Nusinersen is an antisense oligonucleotide that modifies the splicing of SMN2 precursor messenger ribonucleic acid (mRNA) increasing full-length SMN protein levels [27]. As the first approved disease-modifying therapy (DMT) for 5q-SMA, nusinersen has significantly transformed the standard of care for affected individuals. Extensive clinical trials and observational studies demonstrate that nusinersen improves survival and motor function while maintaining a favorable safety profile in adults [14, 15, 20, 41, 44].
Nusinersen is intended exclusively for intrathecal administration, with each dose (12 mg/5 mL) delivered into the subarachnoid space to maximize drug concentration in the central nervous system. The 12/12 mg nusinersen dosing schedule comprises four loading doses administered over the initial two months, followed by maintenance doses every four months thereafter [28, 10]. Alternative dosing regimens of nusinersen, with high dosage (28 mg and 50 mg) and fewer loading doses, have been approved by European Union and Japan [10, 33]. Sedation or anesthesia may be required based on the adults’ clinical condition. Ultrasound or other imaging modalities can be employed to guide administration, particularly in individuals with pronounced spinal deformities [39]. Previous studies have reported a consistently high technical success rate for nusinersen administration using conventional lumbar puncture (LP) [1, 40, 45]. In certain cases, such as in individuals with scoliosis or a history of spinal surgery, anatomical complexity may hinder conventional LP, necessitating alternative techniques and/or imaging guidance [11, 16, 22, 25].

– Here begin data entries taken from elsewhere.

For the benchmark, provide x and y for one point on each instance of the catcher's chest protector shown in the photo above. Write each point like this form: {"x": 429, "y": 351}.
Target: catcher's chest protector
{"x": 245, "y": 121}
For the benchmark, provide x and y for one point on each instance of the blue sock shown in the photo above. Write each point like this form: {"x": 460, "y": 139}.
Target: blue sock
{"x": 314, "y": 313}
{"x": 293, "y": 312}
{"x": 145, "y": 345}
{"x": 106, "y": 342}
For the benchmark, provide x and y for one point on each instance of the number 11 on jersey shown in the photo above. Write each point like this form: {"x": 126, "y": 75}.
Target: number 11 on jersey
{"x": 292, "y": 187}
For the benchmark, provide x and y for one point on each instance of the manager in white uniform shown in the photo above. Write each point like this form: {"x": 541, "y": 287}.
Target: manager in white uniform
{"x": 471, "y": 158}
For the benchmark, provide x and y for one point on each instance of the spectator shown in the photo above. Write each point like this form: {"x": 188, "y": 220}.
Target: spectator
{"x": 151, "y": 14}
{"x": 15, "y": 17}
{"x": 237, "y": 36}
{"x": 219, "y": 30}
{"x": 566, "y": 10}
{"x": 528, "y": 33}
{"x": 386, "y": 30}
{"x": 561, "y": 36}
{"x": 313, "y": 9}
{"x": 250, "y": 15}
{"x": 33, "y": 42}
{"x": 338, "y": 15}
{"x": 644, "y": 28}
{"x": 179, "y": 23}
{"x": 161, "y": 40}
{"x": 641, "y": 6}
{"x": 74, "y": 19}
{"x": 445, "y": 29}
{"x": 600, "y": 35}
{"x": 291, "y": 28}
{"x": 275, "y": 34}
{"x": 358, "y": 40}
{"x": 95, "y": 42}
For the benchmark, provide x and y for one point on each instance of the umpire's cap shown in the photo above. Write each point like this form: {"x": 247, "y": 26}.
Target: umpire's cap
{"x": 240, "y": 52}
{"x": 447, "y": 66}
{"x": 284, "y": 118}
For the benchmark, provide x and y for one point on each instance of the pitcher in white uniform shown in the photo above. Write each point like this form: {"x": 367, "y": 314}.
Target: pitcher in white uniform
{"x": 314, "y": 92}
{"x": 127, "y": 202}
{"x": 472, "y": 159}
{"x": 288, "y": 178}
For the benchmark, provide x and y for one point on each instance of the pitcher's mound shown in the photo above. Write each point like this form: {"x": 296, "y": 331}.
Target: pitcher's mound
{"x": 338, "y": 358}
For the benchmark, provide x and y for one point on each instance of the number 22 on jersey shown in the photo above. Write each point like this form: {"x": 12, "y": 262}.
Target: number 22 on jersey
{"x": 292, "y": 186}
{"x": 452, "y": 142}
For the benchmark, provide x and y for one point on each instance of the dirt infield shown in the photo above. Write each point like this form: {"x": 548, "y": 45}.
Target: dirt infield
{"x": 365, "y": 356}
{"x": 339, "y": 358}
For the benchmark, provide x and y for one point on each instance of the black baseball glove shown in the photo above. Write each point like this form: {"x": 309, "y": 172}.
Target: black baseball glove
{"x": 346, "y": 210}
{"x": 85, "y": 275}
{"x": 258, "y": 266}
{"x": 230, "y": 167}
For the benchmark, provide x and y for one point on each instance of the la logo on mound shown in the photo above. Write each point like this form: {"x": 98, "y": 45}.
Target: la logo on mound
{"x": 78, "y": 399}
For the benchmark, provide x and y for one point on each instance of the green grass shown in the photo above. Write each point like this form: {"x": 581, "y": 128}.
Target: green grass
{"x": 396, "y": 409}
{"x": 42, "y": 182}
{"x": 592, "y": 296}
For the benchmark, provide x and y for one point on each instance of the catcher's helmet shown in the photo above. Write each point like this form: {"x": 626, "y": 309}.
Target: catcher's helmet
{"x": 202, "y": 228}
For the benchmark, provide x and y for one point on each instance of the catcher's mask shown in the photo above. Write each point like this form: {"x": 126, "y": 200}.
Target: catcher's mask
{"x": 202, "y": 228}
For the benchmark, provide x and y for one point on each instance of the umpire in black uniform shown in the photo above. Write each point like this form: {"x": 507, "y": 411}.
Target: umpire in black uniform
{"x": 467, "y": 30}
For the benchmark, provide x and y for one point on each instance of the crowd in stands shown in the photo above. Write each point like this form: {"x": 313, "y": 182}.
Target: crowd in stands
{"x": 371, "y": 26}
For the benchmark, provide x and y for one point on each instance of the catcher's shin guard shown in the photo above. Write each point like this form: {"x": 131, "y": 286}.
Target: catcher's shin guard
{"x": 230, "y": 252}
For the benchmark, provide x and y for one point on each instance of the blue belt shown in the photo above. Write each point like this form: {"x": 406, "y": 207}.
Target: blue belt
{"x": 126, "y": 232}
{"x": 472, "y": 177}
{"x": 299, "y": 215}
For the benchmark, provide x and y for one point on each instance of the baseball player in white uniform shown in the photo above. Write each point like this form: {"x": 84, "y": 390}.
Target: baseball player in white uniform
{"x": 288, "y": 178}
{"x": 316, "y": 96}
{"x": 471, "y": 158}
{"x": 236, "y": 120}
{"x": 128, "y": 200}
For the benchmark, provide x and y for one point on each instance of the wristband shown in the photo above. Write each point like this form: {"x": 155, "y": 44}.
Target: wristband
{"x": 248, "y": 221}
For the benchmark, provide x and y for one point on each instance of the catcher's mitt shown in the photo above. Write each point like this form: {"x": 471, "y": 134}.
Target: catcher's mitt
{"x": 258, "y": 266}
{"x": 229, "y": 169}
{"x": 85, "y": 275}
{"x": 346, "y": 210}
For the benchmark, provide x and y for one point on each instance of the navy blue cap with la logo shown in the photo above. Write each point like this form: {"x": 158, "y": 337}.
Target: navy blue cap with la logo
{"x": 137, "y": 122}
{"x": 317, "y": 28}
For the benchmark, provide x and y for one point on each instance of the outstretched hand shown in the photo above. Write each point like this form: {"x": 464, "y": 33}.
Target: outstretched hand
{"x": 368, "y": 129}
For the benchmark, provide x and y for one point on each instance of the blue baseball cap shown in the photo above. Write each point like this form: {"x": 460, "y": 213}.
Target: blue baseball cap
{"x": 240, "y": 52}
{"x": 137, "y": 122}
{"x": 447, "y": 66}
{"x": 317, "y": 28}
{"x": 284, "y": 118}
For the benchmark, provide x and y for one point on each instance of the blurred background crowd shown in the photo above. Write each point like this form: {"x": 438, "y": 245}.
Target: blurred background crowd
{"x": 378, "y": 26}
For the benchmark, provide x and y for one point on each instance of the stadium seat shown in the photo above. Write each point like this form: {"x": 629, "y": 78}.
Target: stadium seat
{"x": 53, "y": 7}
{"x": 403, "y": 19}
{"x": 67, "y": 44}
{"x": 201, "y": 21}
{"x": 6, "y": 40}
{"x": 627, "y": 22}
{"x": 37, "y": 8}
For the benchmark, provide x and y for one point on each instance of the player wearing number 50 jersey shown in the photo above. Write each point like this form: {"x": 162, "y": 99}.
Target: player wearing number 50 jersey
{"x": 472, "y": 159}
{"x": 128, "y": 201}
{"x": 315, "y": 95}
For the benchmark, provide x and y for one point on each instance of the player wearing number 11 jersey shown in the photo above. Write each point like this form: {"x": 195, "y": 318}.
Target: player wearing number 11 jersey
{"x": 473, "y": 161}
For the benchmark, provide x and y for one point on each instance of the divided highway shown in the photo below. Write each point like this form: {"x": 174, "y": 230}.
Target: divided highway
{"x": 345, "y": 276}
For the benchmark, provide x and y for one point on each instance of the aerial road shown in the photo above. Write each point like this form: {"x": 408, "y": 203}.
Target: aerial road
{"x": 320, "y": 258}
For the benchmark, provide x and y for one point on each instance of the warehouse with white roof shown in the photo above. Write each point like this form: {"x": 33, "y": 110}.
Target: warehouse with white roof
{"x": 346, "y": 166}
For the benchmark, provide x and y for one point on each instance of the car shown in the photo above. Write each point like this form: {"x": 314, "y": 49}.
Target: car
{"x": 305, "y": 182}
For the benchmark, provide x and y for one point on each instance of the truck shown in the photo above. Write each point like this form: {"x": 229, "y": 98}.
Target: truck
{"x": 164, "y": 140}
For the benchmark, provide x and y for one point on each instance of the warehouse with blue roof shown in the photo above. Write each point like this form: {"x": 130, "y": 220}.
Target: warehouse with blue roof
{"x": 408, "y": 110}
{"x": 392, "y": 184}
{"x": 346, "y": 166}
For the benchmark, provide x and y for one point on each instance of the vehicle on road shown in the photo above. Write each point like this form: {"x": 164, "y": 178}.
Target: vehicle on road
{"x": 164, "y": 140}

Given nusinersen’s administration route and dosing schedule, individuals with SMA and/or their caregivers must travel to healthcare facilities and coordinate with physicians’ availability to receive treatment [24, 49]. Prior observational studies utilizing claims databases from the United States (US) demonstrated varying adherence rates to nusinersen, ranging from 30.0% to 80.5%, [12, 13, 46] but it is important to note that the inclusion/exclusion criteria used in these studies were likely insufficient to identify the individuals with complete nusinersen dosing history. Studies using data from electronic health records (EHRs) in the US suggested higher adherence rates at 92.0% and 93.9%, respectively [9, 46]. These studies had varying sample sizes (number of doses ranging from 93 to 1,462). Real-world evidence on nusinersen administration practices and adherence rates remains limited, particularly outside the US.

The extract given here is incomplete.